Gas Pipelines in Virginia’s Reconfigured Energy Future
The furor over construction of the Atlantic Coast Pipeline (ACP) and the Mountain Valley Pipeline (MVP) continues unabated this week. News reports have highlighted legislators in Richmond joining pipeline protesters outside the state Capitol and, more colorfully, the antics of a dissident known as “Red” who has ensconced herself in a tree to block clearance of the pipeline route. But the combatants and the media are overlooking the biggest story of all — how the pipelines fit into Virginia’s energy future defined by electric grid modernization and carbon cap-and-trade.
The immediate issue revolves around state regulation of pipeline crossings over mountain streams in the pipeline paths.
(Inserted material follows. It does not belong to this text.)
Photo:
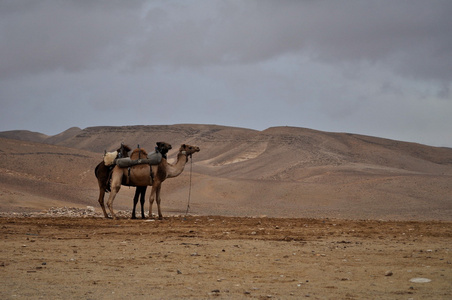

Foes worry that construction on steep, erosion-prone mountain slopes in karst terrain marked by sinkholes and underground streams will cause sediment runoff to harm wells and other water supplies. State Sen. John Edwards, D-Roanoke, expressed the apocalyptic views of many when he said that the proposed 303-mile Mountain Valley Pipeline “could ruin our way of life.”
ACP spokesman Aaron Ruby reiterated the pipeline’s assertion that the 600-mile pipeline had received “the most thorough regulatory review of any infrastructure project in Virginia history.” In its 25-year history as an agency, confirmed a Department of Environmental Quality spokesperson earlier this month, DEQ has never conducted a project review on the scale of either pipeline.
But pipeline foes say that the regulatory views still aren’t rigorous enough and that DEQ should issue permits for hundreds of individual stream crossings to address the unique conditions at each site.
That line of argumentation led to what may be the best rhetorical flourish of the entire controversy (sympathize with him or not) by Dennis Martire, mid-Atlantic vice president of the Laborers International Union of North America. Martire termed the call for more intensive review of water crossings an attempt to “distort and politicize” the regulatory process. “No doubt,” he said, “the next thing they’ll demand is a pebble-by-pebble analysis.”
The battle over the pipelines has become a stand-in for the larger fight over national energy policy, sucking in the emotional energy of the global warming controversy. Foes say that there is no public necessity for either pipeline. Instead of building infrastructure that transgresses landowner rights and cuts ugly swaths through pristine mountain vistas, Virginia should be pushing measures to improve energy efficiency and install more wind and solar.
Proponents stand by their assertion that natural gas, while not a zero-carbon source of electricity, is a low-carbon source of electricity, a complement to wind and solar power, and a necessary part of Virginia’s energy future. Opposition to the ACP pipeline, says spokesman Ruby, “will slow down our region’s transition from coal to cleaner energy sources, delaying improvements to our environment.”
The ACP and MVP were launched in 2014 under very different political, regulatory, and market conditions than today. The Obama administration, which took global warming very seriously, looked favorably upon natural gas as a lower-carbon alternative to coal and upon nuclear power as a zero-carbon energy source. At the time, it seemed eminently reasonable for electric utilities to plan to further shift their generating portfolios from coal to gas and to increase pipeline capacity to serve their service territories.
But the environmental movement leapfrogged ahead of the Obama administration. The leading edge of the green movement ceased regarding natural gas as a benign fuel, arguing that if one included methane leakage from gas wells and pipelines, not just the combustion of gas in power plants, the fuel contributed as much to global warming as coal. They contended that Virginia lagged other states in embracing energy-efficiency and that the potential existed to bend the demand curve much lower, obviating the need to add new gas-fired generating capacity. Some environmental groups, but not all, went so far as to advocate that Virginia phase out its nuclear units as well.